Bis heute hängt Charles die verkorkste Ehe mit Diana Spencer an. Natürlich dreht sich Smiths Buch auch darum. Es geht um Träume, Traumata, Therapien, Tränen – Charles soll am Abend vor der Hochzeit welche vergossen haben. Smith reiht darüber hinaus eine kuriose Geschichte an die andere. So verrät sie, was ein US-Diplomat ihr gepetzt hat: Charles soll angesichts des Einmarsches in Afghanistan 2001 bei der US-Botschaft angerufen haben mit der Bitte, die Aktion um einen Monat zu verschieben, um den Ramadan nicht zu stören. Das provoziert natürlich die Frage: Kann er wirklich König werden?

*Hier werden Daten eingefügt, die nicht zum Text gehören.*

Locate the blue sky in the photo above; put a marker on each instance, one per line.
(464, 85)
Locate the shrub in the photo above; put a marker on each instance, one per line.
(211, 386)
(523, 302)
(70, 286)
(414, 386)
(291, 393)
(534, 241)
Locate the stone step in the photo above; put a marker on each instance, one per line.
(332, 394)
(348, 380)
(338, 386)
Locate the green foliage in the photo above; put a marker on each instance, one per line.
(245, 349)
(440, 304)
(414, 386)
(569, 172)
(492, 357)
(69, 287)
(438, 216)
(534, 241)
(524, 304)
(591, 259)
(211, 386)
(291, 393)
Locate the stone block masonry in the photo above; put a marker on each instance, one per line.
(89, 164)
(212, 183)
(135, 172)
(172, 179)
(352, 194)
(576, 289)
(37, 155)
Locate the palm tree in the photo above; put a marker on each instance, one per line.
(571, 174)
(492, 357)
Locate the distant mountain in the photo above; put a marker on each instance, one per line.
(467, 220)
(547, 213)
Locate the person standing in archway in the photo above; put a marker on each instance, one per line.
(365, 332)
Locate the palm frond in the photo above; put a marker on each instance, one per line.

Mit Charles III. dürfte sich die britische Politik etwas umstellen müssen, was den Stil der Krone betrifft. Elizabeth hält sich politisch zurück, in der Hinsicht ist sie farblos. Charles ist etwas anders gepolt. Er gibt gern Ratschläge – akzeptiert aber nach Smiths Darstellung andere Meinungen nur, wenn sie mit seiner eigenen kompatibel sind. Er hält die Monarchie nur für vermittelbar, wenn der Monarch auch etwas zum politischen Leben beiträgt. In jüngeren Jahren geriet er gelegentlich mit Umweltminister Nicholas Ridley aneinander – Charles hat zwar ein konservatives, aber auch grün gefärbtes Weltbild, er setzt sich gegen den Klimawandel ein und propagiert eine organische Landwirtschaft. Premierministerin Margaret Thatcher intervenierte damals bei der Queen und auch direkt bei Charles, angeblich mit dem Satz: „Ich führe das Land, nicht Sie, Sir.“
Cleverer Unternehmer
Übersehen wird bisweilen, dass Charles ein Leben neben der Thronfolge führt. Er ist ein cleverer Unternehmer. Aus den Ländereien der Duchy of Cornwall, die der Thronfolger traditionell erbt, hat er einen kleinen Agrar-, Luxusgüter- und Immobilienkonzern geformt, dessen Produkte seit Jahrzehnten gewinnträchtig vermarktet werden. Dazu gehört auch das Anwesen Highgrove mit seiner Gartenanlage, die man gegen anspruchsvolle 25 Pfund Eintritt besichtigen kann (Führung inklusive). Zwar fließen Überschüsse zum Teil direkt in die vielfältigen Charity-Unternehmungen und Stiftungen des Prinzen. Aber es bleibt offenbar so viel, dass er sich selbst schon mal als Selfmade-Millionär bezeichnet hat. Er ist gern unter Reichen. Charles führt ein Luxusleben und mag es. In der Tasche eines Bodyguards steckt eine Flasche Martini, der bevorzugte Aperitif. Und auf Reisen wird ihm sein eigenes Salz gereicht. Also doch durch und durch ein Royal.